Symptoms of SAD Include: inability or difficulty concentrating; feelings of sadness, despair, hopelessness, or worthlessness; increased appetite, cravings for carbs (sweet & starchy food), and weight gain (occurring in the winter months); increased sleepiness, feeling lethargic and having low energy; feeling sluggish, agitated, or irritable; and decreased interest in work and the social activities that you normally enjoy. Many symptoms of SAD are similar to those of major depression.
Researchers believe SAD may be related to the body’s internal clock, which regulates temperature and hormone production. Nerve centers in the brain control our daily moods and rhythms, and are stimulated by the amount of light that enters our eyes. This in turn produces more melatonin (the sleepy hormone) and possibly decreases levels of serotonin (a mood regulating neurotransmitter involved in depression).
Treatments:
Light therapy – Also called phototherapy, you sit a few feet from a special light box so that you’re exposed to bright light within the first hour of waking up each day. Light therapy mimics natural outdoor light and appears to cause a change in brain chemicals linked to mood.
Medications – Some people with SAD benefit from antidepressant treatment, especially if symptoms are severe.
Psychotherapy – Also known as “talk therapy” or counselling, that utilizes a cognitive behavioral approach can help you to identify and change negative thoughts and behaviors that may be making you feel worse, learn healthy ways to cope with SAD, especially with reducing avoidance behavior and scheduling activities, and learn how to manage stress.

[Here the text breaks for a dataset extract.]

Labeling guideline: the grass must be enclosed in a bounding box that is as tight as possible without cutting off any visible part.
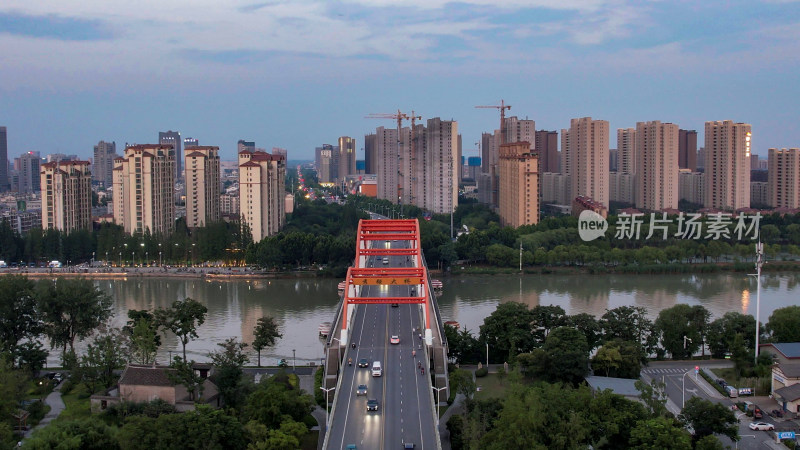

Mind-body connection – Some mind-body techniques that may help to cope with SAD include relaxation techniques such as yoga and meditation.
When to See a Doctor: It’s normal to have some days when you feel down. But if you feel down for days at a time and you can’t get motivated to do activities you normally enjoy, see your doctor. This is especially important if your sleep patterns and appetite have changed, you turn to drugs or alcohol for comfort or relaxation, or you feel hopeless or think about suicide.

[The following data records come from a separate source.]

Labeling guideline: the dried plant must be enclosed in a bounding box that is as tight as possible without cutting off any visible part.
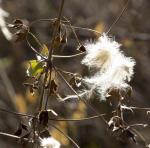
[0,0,150,148]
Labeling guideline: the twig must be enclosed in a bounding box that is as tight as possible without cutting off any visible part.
[52,52,86,58]
[0,108,35,118]
[54,67,108,125]
[50,124,80,148]
[0,132,29,141]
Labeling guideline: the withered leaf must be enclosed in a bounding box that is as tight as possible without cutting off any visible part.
[61,31,67,44]
[40,130,51,138]
[8,19,23,29]
[15,28,28,42]
[53,35,62,48]
[39,110,48,126]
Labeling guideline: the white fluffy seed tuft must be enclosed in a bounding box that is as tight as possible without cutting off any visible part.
[82,34,135,100]
[40,137,60,148]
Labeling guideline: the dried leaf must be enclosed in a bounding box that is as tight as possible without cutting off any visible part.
[39,110,48,126]
[77,45,86,52]
[27,60,44,76]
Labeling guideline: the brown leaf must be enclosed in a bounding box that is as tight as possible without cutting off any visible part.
[39,110,48,126]
[77,45,86,52]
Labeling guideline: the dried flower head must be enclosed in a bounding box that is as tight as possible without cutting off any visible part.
[82,34,135,100]
[40,137,60,148]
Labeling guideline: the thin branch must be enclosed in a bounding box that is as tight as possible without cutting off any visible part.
[0,108,35,118]
[50,124,80,148]
[64,24,101,35]
[54,67,108,125]
[52,52,86,58]
[49,111,115,121]
[0,132,29,141]
[26,32,46,60]
[40,0,65,109]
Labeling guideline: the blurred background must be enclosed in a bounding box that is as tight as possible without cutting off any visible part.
[0,0,150,148]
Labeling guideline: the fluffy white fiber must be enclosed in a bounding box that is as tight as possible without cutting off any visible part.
[82,34,135,100]
[40,137,60,148]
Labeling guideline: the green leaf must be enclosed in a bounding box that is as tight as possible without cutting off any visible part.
[41,44,49,57]
[27,60,44,76]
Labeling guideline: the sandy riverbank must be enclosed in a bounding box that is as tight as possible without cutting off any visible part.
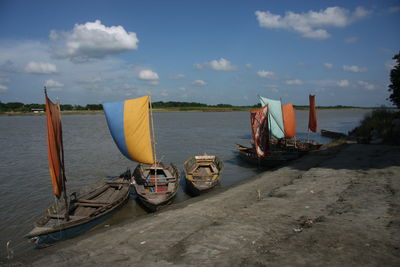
[6,141,400,266]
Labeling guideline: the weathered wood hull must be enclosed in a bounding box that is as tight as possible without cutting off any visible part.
[26,178,130,246]
[184,155,224,195]
[321,129,347,139]
[133,163,179,212]
[236,145,302,168]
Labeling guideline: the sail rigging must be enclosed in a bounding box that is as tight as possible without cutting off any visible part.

Some suggestions for everyone to get more vitamin D (the sunshine vitamin) this winter:
Open your blinds and trim any tree branches that block sunlight to your home. Sit closer to bright windows while at home or in the office. We are fortunate in Alberta to have a bright blue sky most days throughout the winter. Bundle-up and take a long walk with a friend, or simply sit on a bench and have a chat with them. Social engagement is important. Even on cold or cloudy days, outdoor light can help, especially if you spend some time outside within two hours of getting up in the morning.